CREATE TABLE emails (
id INT AUTO_INCREMENT PRIMARY KEY,
email_address VARCHAR(255) NOT NULL,
source VARCHAR(255)
);
5. Writing the Scraper Using cURL
cURL is a powerful PHP library that allows you to make HTTP requests to websites. Here’s how to use it to get the HTML of a webpage:
<?php
// URL of the website to scrape
$url = "https://example.com";
// Initialize cURL session
$ch = curl_init($url);
// Set cURL options
curl_setopt($ch, CURLOPT_RETURNTRANSFER, true);
// Execute cURL and store the result
$html = curl_exec($ch);
// Close cURL session
curl_close($ch);
// Display the HTML content
echo $html;
?>
6. Parsing the HTML with PHP DOMDocument
Once you have the HTML content of the page, you need to extract the email addresses from it. PHP’s DOMDocument
can be used to parse the HTML.
<?php
// Load HTML content into DOMDocument
$dom = new DOMDocument();
@$dom->loadHTML($html);
// Get all anchor tags
$links = $dom->getElementsByTagName('a');
foreach ($links as $link) {
// Check if the link contains 'mailto:' (common for email links)
$href = $link->getAttribute('href');
if (strpos($href, 'mailto:') !== false) {
$email = str_replace('mailto:', '', $href);
echo "Found email: $email\n";
}
}
?>
This script will find any mailto:
links in the page and extract the email addresses.

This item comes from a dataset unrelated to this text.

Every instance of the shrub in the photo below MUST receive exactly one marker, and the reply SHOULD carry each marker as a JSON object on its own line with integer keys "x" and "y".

7. Extracting Emails Using Regex
Not all email addresses are in mailto:
links. Some are embedded in the text, so we can use regular expressions to capture them.
<?php
$pattern = '/[a-z0-9._%+-]+@[a-z0-9.-]+\.[a-z]{2,4}\b/i';
preg_match_all($pattern, $html, $matches);
foreach ($matches[0] as $email) {
echo "Found email: $email\n";
}
?>
This will scan the entire HTML content for any email patterns and display them.
8. Storing Extracted Emails in MySQL
Once you’ve extracted the emails, you can store them in the MySQL database as shown in the previous blog. Here’s a quick recap of how to insert the emails into the emails
table.
<?php
$servername = "localhost";
$username = "root";
$password = "";
$dbname = "email_extractor";
// Create connection
$conn = new mysqli($servername, $username, $password, $dbname);
// Check connection
if ($conn->connect_error) {
die("Connection failed: " . $conn->connect_error);
}
foreach ($matches[0] as $email) {
$sql = "INSERT INTO emails (email_address, source) VALUES ('$email', '$url')";
$conn->query($sql);
}
$conn->close();
?>
This will save all the found email addresses into the emails
table with the source URL.
9. Handling Multiple Pages
Many websites have multiple pages of content. To scrape them all, you can loop through the pages by dynamically modifying the URL or following pagination links.
Example:
for ($i = 1; $i <= 5; $i++) {
$url = "https://example.com/page=$i";
// Fetch and process each page
}
Conclusion
In this blog, we covered the process of scraping websites for email extraction using PHP. We learned how to:
- Use cURL to fetch webpage HTML.
- Parse HTML using PHP DOMDocument.
- Extract emails using
mailto:
links and regex. - Store the results in a MySQL database.